Last night, December 16, 2014, the National Aviation Hall of Fame (NAHF) announced the names of four individuals who have been elected for enshrinement at its annual formal ceremony on Friday, October 2, 2015 in Dayton. On that night they will officially join the roster of 225 men and women air and space pioneers who have been inducted by the NAHF since its founding in 1962.

The four names and photos of the incoming Enshrinee Class of 2015 were unveiled at a reception in the NAHF’s Learning Center, an interactive exhibit hall located adjacent to the National Museum of the United States Air Force in Dayton, Ohio. The December 16th announcement date was chosen in part because of its significance as the eve before the 111th anniversary of the Wright Brothers’ first powered flight at Kitty Hawk on December 17, 1903. The Wrights were the first two to be enshrined into the Hall back in 1962.

Each year, the NAHF Board of Nominations, a voting body comprised of over 120 aviation professionals nationwide, selects a handful of previously nominated air and space pioneers to be recognized for their achievements with enshrinement into the NAHF. As the NAHF Enshrinement Director, I had the privilege of announcing the NAHF Class of 2015 – a group whose enduring contributions and record-setting achievements span virtually the 100-year-plus history of manned flight. The four to be formally enshrined on October 2, 2015, are:

Brig. General Robert L. Cardenas, USAF (Ret) – After flying combat as a B-24 pilot in Europe, Cardenas graduated from test pilot school in 1945. He was instrumental as the B-29 mothership pilot and operations officer on the record-breaking X-1 program and as chief pilot on the XB-49 flying wing program. He commanded a combat wing of F-105’s in Southeast Asia and later the Air Force Special Operations Force.

• The late Robert N. Hartzell – Son of an Ohio woodworker, Hartzell was inspired by neighbor Orville Wright to explore propeller manufacturing. By WWI, Hartzell’s company provided propellers used on “Liberty” engines. After briefly manufacturing its own aircraft, the company focused on supplying wood propellers to its customers and metal propellers used on WWII aircraft.

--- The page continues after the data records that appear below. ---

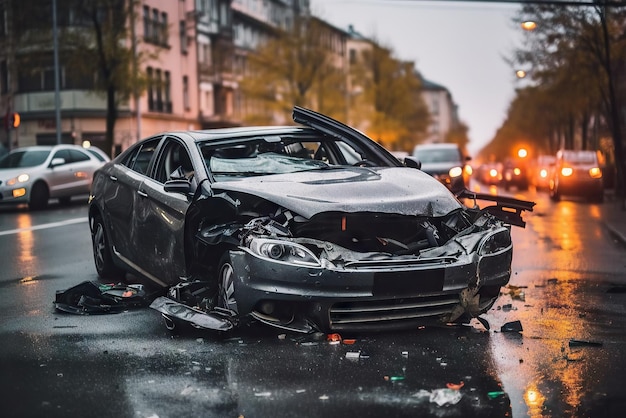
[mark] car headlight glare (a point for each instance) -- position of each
(22, 178)
(595, 173)
(495, 243)
(284, 251)
(455, 172)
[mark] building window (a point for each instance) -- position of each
(183, 37)
(4, 77)
(3, 21)
(150, 89)
(147, 24)
(163, 32)
(167, 99)
(186, 92)
(159, 90)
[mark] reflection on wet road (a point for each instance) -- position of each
(568, 279)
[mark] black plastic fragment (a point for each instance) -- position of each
(89, 298)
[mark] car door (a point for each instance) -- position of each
(160, 217)
(120, 194)
(59, 176)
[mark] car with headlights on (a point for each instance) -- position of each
(35, 174)
(541, 171)
(446, 163)
(577, 173)
(304, 228)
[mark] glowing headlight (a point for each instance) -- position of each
(595, 173)
(22, 178)
(455, 171)
(283, 251)
(495, 242)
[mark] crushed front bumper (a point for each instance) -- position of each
(368, 295)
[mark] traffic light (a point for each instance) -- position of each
(16, 120)
(12, 120)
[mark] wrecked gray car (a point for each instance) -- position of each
(306, 228)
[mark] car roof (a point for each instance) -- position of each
(437, 145)
(238, 132)
(47, 147)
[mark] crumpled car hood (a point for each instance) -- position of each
(396, 190)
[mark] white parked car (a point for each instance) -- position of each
(36, 174)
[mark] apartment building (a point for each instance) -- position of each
(192, 55)
(163, 42)
(443, 111)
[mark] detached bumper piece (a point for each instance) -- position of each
(92, 298)
(175, 312)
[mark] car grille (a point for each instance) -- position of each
(363, 314)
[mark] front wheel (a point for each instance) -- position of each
(226, 283)
(39, 196)
(102, 251)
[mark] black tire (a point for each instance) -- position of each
(39, 196)
(226, 298)
(102, 257)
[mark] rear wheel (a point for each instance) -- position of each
(39, 196)
(102, 257)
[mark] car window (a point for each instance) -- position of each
(174, 162)
(139, 159)
(77, 156)
(279, 155)
(63, 153)
(96, 154)
(438, 155)
(23, 159)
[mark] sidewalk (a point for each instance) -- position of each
(614, 216)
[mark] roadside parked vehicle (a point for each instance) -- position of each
(577, 173)
(446, 163)
(541, 171)
(490, 173)
(36, 174)
(313, 227)
(515, 174)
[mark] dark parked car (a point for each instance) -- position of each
(446, 163)
(313, 227)
(577, 173)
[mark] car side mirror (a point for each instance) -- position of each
(57, 161)
(178, 186)
(412, 162)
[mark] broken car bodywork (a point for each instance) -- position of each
(330, 247)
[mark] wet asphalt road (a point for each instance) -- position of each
(569, 277)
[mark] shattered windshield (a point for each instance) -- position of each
(277, 155)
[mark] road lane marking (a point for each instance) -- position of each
(44, 226)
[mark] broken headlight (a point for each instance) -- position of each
(283, 251)
(495, 242)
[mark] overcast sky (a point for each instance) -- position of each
(459, 45)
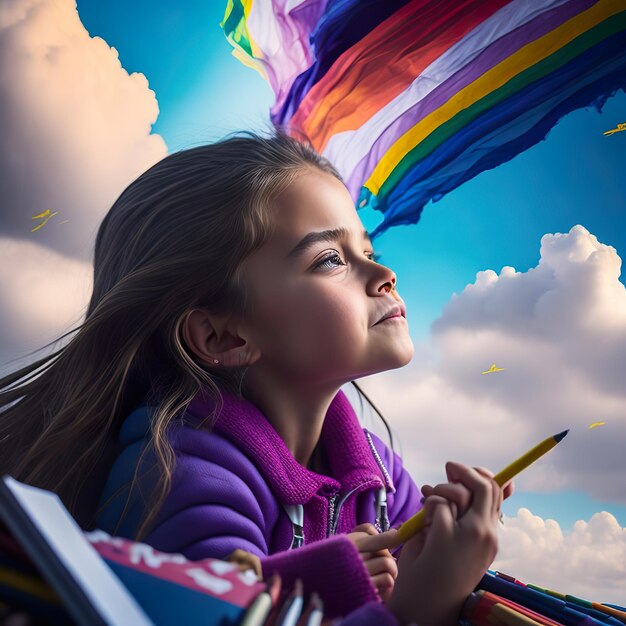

Postwar, Hartzell additionally developed lightweight and controllable propellers that spurred worldwide development of the general aviation industry.

Eugene “Gene” Kranz – Kranz flew fighters in Korea and was an Air Force flight test engineer before joining NASA’s Space Flight Group in 1960, where he rose through roles in flight operations with the progression of the Mercury, Gemini, Apollo, Shuttle and planetary exploration programs. His 37 years of federal service include serving as Flight Director during the Apollo 13 mission and as NASA Director of Mission Operations, responsible for over 6,000 employees and a $700 million budget.